Juan and I have talked about this trip over and over, and we have come to a very civilized agreement: I will do the Camino on my own, and then, when I arrive with my halo of sanctity to Santiago de Compostela, he will meet me there and that same night, instead of sleeping in hostels I will lay my head on a soft pillow in the Parador de los Reyes Católicos, but before that, we will have dined on Arroz con Bogavante and we will be drunk with Albariño.   From there, we will take off to keep on discovering Spain, every corner from North to South, all the way to Andalucía.  I will go to the Cordoba Mezquita that I love so much and that I only know in pictures.  I am getting excited just writing about it, I can feel my pulse quicken just to imagine myself inside the Mezquita, I have already thought of the dress I´m going to wear that day for the pictures…I can see myself already!

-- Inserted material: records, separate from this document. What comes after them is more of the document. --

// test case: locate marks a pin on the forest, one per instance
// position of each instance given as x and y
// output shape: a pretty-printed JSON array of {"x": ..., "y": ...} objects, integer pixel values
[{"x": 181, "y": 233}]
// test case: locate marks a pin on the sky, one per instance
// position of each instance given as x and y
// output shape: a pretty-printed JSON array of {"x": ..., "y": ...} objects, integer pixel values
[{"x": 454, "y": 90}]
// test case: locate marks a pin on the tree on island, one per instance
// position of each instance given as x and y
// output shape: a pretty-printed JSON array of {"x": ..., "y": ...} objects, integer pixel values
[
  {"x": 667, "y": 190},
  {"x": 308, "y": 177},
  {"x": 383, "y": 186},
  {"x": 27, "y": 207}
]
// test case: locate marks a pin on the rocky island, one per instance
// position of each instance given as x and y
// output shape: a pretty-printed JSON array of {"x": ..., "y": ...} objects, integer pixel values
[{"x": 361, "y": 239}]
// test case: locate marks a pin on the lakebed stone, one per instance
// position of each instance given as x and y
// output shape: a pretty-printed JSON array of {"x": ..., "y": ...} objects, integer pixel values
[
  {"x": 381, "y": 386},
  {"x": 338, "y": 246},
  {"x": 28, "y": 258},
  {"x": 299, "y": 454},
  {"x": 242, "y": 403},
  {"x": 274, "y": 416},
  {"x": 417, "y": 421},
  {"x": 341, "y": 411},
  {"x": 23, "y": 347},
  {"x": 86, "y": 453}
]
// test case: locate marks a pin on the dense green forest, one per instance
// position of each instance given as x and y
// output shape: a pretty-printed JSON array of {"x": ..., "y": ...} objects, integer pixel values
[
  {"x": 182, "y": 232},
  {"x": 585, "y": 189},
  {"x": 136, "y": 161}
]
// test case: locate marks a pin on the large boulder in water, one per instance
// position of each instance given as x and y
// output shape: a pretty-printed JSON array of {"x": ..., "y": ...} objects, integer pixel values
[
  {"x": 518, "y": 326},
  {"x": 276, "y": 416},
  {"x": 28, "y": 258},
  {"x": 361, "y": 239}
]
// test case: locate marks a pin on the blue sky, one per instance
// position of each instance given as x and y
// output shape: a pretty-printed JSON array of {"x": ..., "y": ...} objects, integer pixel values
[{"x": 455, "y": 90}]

Yes… This is how we keep going in this surreal pandemic era…we wake up, we work, we walk, we move along, we look forward, we plan the next trip.  Some of us move at a quick pace like Juan, some of us go slow, like me.  Some walk laughing with friends, others need their “happy pill” to survive, others, will always be noisy and annoying … it really doesn´t matter, we´re all going the same way, we now walk with no hurry at all, each one at their own pace … we’re beginning to realize that´s the way we should have done it all along. 

Regina Moya, day 100 of lockdown (¿100 already?…¡unbelievable!)